九州ダービー
 

2008年6月1日(日) 佐賀競馬場 2,000m

 

スローに持ち込み思い通りの展開、人気2頭を振り切る

 
 7月9日のジャパンダートダービーJpnI(大井)へとつながるダービーウイークの第1弾、九州ダービー栄城賞。その第1回のジャパンダートダービーを逃げ切りで制したオリオンザサンクスを父に持つ、オリオンザナイトが見事に2000メートルを逃げ切って見せた。
 人気はフサイチサガントス、デスロールの2頭に集中していた。
 フサイチサガントスは、一昨年のこのレースのトークイベントで馬主の関口房朗氏が「セレクトセールで買った馬を佐賀に入厩させます」と公言し、さらに公募によって馬名がつけられた注目馬。デビューから4連勝のあと、2着に敗れた2歳特別で軽い骨折を負って一頓挫あったものの、1番人気でこの舞台に立てたことだけでも関係者の努力は褒められていい。
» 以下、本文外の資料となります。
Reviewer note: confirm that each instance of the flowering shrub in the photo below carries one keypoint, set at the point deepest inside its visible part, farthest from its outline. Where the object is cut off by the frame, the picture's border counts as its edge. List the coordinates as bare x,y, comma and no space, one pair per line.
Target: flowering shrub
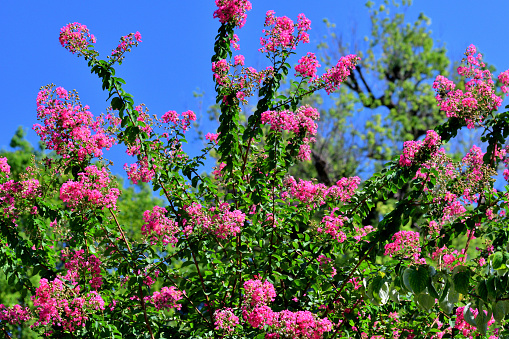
249,251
前走では古馬B2戦を勝って復活のきざしを見せていた。
 一方のデスロールは、中央デビューで4戦目の未勝利戦を勝っていた。どうやらこの九州ダービー栄城賞のタイトルと、その先のジャパンダートダービーJpnIを目指しての移籍だったようだ。前走の移籍初戦、今回のメンバー中最上位となる古馬B1級で差のない3着と好走していた。
 2コーナーポケットからのスタートで、外枠のオリオンザナイトが気合を入れてハナを奪った。フサイチサガントスは中団、デスロールは後方3番手を追走した。
 ペースは見た目にもスロー。オリオンザナイトは快調に逃げ、向正面からフサイチサガントスが仕掛けていったが、その差はなかなか詰まらず。直線に入ってようやくエンジンがかかったが、オリオンザナイトはこれを1馬身差で振り切ってゴールを駆け抜けた。3コーナー手前から進出したデスロールも差を詰めたが、フサイチサガントスから半馬身差の3着だった。
 オリオンザナイトは北海道デビューで2歳時にはオープンを勝った素質馬。転入後の2戦は見せ場がなかったものの、1750メートルの3歳特別に続いて、古馬C1戦も勝ってここに臨んでいた。
 「距離的に不安があったので、ハナに立ってスローに落とせればと思っていたのですが、理想的な展開になりました」と北村欣也騎手。栄城賞は、02年の九州三冠馬カシノオウサマに続いて4勝目。ジャパンダートダービーには?との問いには、「ぜひ行ってみたいですね」と笑顔で答えていた。

取材・文:斎藤修
写真:三戸森弘康

 
北村欣也騎手
  前には行こうと思っていました。4コーナーでうしろと3馬身くらい差があったので、なんとか押し切れると思いました。前走の1400メートルは強い競馬をしていたので心配は距離だけ。ペースと折り合いに気をつけて乗りました。  
 
西岡龍三調教師
  馬主さんが勝てると言っていたので、プレッシャーはありました。スタートのセンスはすごくいい馬で、今日は馬場が重いから騎手が考えて乗るだろうと任せていました。行けるなら大井に行きたいですね。